Die Testanlage soll erstmal kein Plastik einsammeln, sondern Daten
Das durch Sonnenlicht und Wellengang verkleinerte Mikroplastik wird dieses System nicht herauskeschern können, weil es sich oft am Meeresboden ablagert. Aber durch das Entfernen von grobem Müll kann zumindest die Entstehung von noch mehr Mikroplastik verhindert werden. Zehn Jahre soll es dauern, bis die Hälfte des Great Pacific Garbage Patch, des größten aller Müllfelder im Meer, auf diese Weise entfernt ist.

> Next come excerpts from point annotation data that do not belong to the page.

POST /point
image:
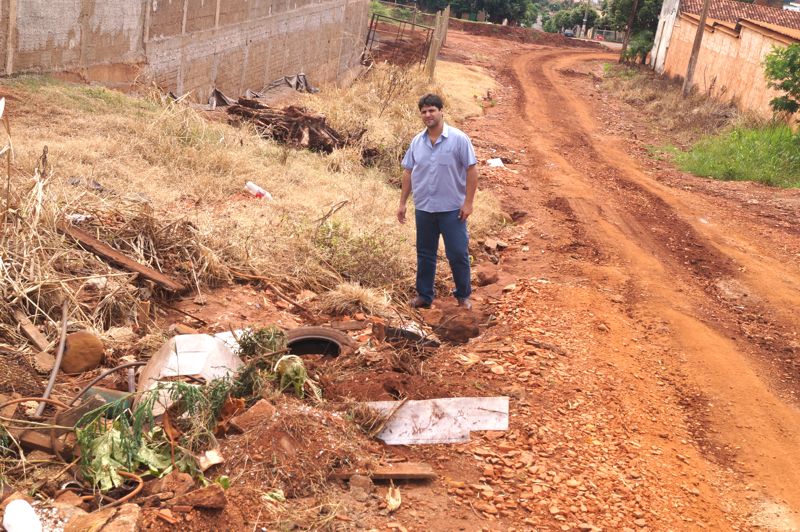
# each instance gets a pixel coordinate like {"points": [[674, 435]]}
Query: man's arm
{"points": [[472, 186], [405, 191]]}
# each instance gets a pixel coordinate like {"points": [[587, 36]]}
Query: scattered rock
{"points": [[257, 415], [458, 326], [486, 275], [67, 512], [125, 519], [182, 328], [93, 521], [211, 496], [43, 361], [70, 497], [486, 507], [83, 352], [176, 483], [363, 482]]}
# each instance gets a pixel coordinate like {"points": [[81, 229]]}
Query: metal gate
{"points": [[397, 41]]}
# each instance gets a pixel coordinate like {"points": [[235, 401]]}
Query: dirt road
{"points": [[690, 286]]}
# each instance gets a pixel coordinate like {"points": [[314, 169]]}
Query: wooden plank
{"points": [[31, 331], [112, 255], [71, 416], [398, 471], [30, 439]]}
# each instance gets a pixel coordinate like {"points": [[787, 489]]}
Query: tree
{"points": [[618, 12], [782, 69]]}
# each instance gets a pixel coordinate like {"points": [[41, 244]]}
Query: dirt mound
{"points": [[297, 451]]}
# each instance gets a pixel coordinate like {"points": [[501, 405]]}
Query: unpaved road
{"points": [[689, 263], [693, 284]]}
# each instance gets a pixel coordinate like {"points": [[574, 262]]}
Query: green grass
{"points": [[769, 155]]}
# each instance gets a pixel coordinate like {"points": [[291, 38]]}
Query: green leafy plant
{"points": [[782, 68]]}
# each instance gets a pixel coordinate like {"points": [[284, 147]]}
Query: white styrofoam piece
{"points": [[448, 420], [199, 355]]}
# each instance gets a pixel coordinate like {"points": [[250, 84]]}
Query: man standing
{"points": [[439, 168]]}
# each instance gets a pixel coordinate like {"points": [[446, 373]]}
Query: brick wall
{"points": [[729, 66], [187, 45]]}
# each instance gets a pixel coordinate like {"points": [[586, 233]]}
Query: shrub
{"points": [[770, 155], [782, 68]]}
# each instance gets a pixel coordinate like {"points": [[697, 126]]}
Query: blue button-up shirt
{"points": [[439, 171]]}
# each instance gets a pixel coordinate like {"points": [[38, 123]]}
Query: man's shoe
{"points": [[419, 302]]}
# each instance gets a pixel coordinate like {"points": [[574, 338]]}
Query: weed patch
{"points": [[769, 155], [685, 119]]}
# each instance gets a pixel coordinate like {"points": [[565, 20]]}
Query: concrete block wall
{"points": [[185, 45], [730, 64]]}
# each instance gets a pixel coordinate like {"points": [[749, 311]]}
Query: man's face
{"points": [[431, 115]]}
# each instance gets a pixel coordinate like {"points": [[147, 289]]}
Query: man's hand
{"points": [[465, 211]]}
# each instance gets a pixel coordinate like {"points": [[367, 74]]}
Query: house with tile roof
{"points": [[736, 38]]}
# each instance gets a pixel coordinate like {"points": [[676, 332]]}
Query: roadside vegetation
{"points": [[164, 183], [707, 137]]}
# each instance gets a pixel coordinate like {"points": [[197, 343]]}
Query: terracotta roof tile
{"points": [[732, 11]]}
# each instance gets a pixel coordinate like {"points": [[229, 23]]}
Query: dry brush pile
{"points": [[163, 184]]}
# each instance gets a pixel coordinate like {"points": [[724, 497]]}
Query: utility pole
{"points": [[629, 30], [585, 16], [698, 40]]}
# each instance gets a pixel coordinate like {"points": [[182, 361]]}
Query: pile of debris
{"points": [[292, 125]]}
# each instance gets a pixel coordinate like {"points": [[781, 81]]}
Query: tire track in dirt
{"points": [[683, 273]]}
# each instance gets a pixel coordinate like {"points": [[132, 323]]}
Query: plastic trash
{"points": [[20, 517], [198, 355], [257, 191]]}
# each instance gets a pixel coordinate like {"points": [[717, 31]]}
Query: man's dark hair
{"points": [[430, 99]]}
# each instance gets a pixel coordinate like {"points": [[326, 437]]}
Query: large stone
{"points": [[256, 416], [211, 496], [176, 483], [486, 275], [458, 326], [84, 352]]}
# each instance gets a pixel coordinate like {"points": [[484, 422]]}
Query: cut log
{"points": [[399, 471], [112, 255], [292, 125]]}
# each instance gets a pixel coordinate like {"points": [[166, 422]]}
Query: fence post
{"points": [[433, 51]]}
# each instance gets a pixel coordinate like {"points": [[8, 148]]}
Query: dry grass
{"points": [[685, 119], [165, 185], [349, 298], [467, 86]]}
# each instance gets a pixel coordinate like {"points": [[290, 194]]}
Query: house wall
{"points": [[728, 67], [186, 45]]}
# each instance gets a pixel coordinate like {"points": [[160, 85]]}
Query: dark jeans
{"points": [[456, 243]]}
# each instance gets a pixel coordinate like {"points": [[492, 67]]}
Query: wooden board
{"points": [[398, 471], [112, 255], [448, 420]]}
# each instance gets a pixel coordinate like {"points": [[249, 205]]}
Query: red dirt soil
{"points": [[645, 330]]}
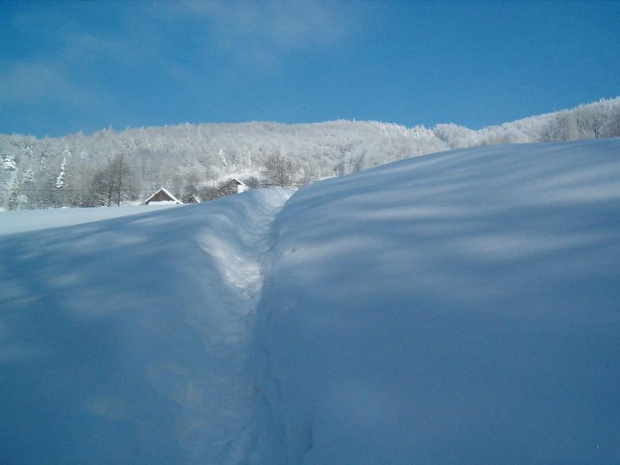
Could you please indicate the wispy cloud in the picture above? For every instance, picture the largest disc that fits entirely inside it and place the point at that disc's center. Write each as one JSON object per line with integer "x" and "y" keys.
{"x": 40, "y": 82}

Die Testanlage hingegen, genannt „Boomy McBoomface“, soll erstmal noch gar kein Plastik einsammeln, dafür aber Daten – mit Hilfe von Bewegungssensoren, Kameras und Messgeräten. So wollen die Ingenieure Erkenntnisse über die Belastbarkeit einer Konstruktion gewinnen, die später in viel größerer Ausführung der Belastung auf hoher See standhalten muss. Übersteht Slats Erfindung die Probezeit, wird sie nach derzeitiger Planung 2017 im Pazifik vor der japanischen Küste ihren ersten echten Einsatz haben. Dort, wo die Vermüllung besonders schlimm ist.

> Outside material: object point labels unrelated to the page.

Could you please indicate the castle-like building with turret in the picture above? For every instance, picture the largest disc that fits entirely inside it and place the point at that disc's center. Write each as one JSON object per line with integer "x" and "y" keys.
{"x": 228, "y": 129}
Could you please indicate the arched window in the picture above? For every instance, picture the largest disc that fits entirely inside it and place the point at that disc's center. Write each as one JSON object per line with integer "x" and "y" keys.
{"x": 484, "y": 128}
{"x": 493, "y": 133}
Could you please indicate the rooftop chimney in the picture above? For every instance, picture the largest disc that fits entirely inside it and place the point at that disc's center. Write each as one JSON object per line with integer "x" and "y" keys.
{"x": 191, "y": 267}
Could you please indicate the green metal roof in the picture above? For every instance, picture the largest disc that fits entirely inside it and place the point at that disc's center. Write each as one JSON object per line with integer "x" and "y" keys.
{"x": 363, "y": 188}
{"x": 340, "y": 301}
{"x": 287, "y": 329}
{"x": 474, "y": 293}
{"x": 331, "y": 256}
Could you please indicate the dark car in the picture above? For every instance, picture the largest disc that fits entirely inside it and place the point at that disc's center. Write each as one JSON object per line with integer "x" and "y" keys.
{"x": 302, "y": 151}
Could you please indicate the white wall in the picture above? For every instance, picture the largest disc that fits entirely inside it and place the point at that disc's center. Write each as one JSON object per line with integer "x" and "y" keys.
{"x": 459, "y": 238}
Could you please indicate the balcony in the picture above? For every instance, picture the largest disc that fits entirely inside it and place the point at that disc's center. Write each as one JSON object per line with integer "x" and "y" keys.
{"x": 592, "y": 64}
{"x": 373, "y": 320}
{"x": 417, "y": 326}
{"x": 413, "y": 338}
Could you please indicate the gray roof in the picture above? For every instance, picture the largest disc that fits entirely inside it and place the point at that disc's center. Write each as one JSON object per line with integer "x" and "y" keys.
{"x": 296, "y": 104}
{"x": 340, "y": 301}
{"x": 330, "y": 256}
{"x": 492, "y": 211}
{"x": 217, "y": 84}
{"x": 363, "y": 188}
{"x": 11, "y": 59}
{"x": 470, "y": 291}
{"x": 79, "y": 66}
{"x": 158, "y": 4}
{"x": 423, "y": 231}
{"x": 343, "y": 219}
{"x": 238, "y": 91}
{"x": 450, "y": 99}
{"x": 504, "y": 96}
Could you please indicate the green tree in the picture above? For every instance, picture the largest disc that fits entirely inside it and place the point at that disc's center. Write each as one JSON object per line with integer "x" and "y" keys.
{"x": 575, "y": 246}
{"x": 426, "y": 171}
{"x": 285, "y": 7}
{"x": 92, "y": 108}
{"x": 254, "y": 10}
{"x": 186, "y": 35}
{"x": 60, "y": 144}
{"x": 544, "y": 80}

Da Slat dem Ökosystem Meer nicht durch weitere Fremdkörper zusätzlich schaden möchte, ließ er vor der Testphase noch von dem internationalen Ingenieurunternehmen Royal HaskoningDHV untersuchen, wie sich der Prototyp auf Flora und Fauna auswirken könnte. Das Ergebnis des Quick Scans: Von Boomy McBoomface geht keine nennenswerte Gefahr aus.
Jedoch blieb The Ocean Cleanup von Kritik nicht ganz verschont. Meeresbiologen gaben etwa zu bedenken, dass die für den Pazifik geplante Anlage durch Meerestiere verkrusten und unbrauchbar werden könnte. Auch würde man Gefahr laufen, an der Oberfläche treibende Organismen mit abzuschöpfen, wie die Umweltorganisation 5gyres zu bedenken gab. Slat zeigte sich dagegen weiterhin unbeirrt, räumte aber ein, The Ocean Cleanup sei nicht die ganze, aber ein Teil der Lösung für das Plastikproblem in den Weltmeeren. In einem Interview mit dem englischen „Guardian“ sagte er, er selbst gehe von einer 30-prozentigen Wahrscheinlichkeit aus, dass das Modell auch scheitern könne. Doch selbst dann würde man zu verwertbaren Ergebnissen kommen und dazulernen.
Aber ein Scheitern ist für Slats Anhänger, mittlerweile 32 Angestellte im Team und über 40 Sponsoren erst mal kein Thema. Sie wollen die Weltmeere lieber heute als morgen von schwimmenden Waschmittelflaschen und Plastiktüten-Fetzen befreien.